Parecía como si me hubiera adueñado de la universidad, pues no se veía alma alguna en el plantel. Minutos más tarde llegó mi madre y me apresuré a subir al vehículo. Al entrar la saludé con el mismo cariño de siempre, a pesar del cansancio atroz y del hambre que los quehaceres del día me habían provocado. Mientras conducía le conté mi día y a seguidas le comenté la duda que había dominado mi día; «¿De verdad le importo al Señor?».
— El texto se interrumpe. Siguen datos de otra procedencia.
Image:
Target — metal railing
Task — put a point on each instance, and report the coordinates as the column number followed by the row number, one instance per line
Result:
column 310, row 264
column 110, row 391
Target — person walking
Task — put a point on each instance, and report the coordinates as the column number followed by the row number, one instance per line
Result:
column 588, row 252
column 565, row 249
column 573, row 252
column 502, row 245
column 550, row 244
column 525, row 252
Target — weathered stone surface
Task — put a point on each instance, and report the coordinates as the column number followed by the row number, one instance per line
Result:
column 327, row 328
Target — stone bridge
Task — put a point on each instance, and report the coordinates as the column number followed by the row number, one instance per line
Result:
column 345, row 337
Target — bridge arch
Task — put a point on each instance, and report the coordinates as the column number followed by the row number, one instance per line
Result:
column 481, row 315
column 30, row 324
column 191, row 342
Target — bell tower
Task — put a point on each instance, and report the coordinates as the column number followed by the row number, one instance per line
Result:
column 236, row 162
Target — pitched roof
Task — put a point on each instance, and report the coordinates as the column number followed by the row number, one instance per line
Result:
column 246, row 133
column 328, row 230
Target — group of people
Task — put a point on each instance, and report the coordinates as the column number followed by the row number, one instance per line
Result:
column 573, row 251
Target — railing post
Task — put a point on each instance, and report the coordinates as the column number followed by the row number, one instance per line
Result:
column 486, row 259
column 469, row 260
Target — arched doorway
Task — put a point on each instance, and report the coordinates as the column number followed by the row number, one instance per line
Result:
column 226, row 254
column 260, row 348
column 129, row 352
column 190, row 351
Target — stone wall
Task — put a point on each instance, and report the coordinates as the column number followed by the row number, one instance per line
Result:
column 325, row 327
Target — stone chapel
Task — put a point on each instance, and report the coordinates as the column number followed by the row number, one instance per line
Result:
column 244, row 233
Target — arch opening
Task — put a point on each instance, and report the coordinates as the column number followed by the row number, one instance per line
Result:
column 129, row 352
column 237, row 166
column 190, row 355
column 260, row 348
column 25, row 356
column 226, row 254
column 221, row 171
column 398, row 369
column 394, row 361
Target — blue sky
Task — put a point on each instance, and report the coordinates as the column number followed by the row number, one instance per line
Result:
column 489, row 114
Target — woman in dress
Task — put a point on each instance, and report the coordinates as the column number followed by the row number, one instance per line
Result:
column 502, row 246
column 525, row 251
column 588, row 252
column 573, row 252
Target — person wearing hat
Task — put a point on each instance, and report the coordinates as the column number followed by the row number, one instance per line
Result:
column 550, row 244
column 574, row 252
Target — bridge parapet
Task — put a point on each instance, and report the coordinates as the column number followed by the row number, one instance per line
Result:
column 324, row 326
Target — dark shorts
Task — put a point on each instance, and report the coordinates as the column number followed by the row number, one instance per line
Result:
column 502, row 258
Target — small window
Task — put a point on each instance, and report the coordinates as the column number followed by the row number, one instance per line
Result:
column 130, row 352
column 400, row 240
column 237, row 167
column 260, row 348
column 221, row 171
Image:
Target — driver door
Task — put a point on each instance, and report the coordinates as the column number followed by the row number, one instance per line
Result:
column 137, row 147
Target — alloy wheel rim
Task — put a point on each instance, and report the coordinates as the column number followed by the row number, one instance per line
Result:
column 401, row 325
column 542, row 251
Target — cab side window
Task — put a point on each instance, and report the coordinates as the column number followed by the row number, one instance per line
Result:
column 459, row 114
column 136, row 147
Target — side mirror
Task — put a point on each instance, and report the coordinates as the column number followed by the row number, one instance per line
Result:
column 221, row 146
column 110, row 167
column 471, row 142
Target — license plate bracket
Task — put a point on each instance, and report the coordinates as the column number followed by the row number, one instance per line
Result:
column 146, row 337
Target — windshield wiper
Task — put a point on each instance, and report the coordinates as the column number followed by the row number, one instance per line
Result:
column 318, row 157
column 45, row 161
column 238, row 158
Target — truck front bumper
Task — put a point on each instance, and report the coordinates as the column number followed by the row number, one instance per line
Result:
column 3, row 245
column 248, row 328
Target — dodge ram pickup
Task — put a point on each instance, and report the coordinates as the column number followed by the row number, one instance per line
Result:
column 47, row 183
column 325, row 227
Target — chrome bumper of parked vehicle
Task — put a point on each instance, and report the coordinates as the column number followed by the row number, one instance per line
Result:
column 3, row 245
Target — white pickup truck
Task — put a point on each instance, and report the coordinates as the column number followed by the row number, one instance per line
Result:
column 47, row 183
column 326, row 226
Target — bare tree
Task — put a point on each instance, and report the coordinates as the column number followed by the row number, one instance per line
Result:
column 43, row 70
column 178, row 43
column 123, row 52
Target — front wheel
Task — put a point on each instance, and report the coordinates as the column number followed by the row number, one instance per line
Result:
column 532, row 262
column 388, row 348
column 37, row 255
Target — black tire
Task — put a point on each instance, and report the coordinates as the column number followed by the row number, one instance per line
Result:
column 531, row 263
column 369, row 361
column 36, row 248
Al cruzar por las puertas de la universidad mi madre aceleró un poco y continuamos conversando. De repente, escuchamos dentro del carro una voz que dijo: «¡Cuidado! ¡Cuidado!». En ese momento, y a pesar de no haber visto nada peligroso en el camino, mi madre frenó. Giré la cabeza para mirar quién había proferido tales palabras, pero no había nadie dentro del carro, aunque me pareció haber escuchado una voz dentro del vehículo, a nuestro lado. De pronto, el potente rugido de un carro deportivo que pasó frente a nosotros captó nuestra atención. Este carro deportivo cruzó en sentido perpendicular al lugar donde nos habíamos detenido. Después de unos instantes de silencio aterrador mi madre me miró y me dijo: «Dime que tú oíste lo mismo que yo oí». Solo atiné a asentir con la cabeza.
En ese momento mi pregunta recibió respuesta y de forma tan contundente que no me quedó duda alguna. ¿De verdad le importo al Señor? ¡Sí! Tanto que presta atención al más insignificante de mis pensamientos; tanto que aunque soy solo una motita en el vasto universo él se preocupa por mí y me guarda del peligro.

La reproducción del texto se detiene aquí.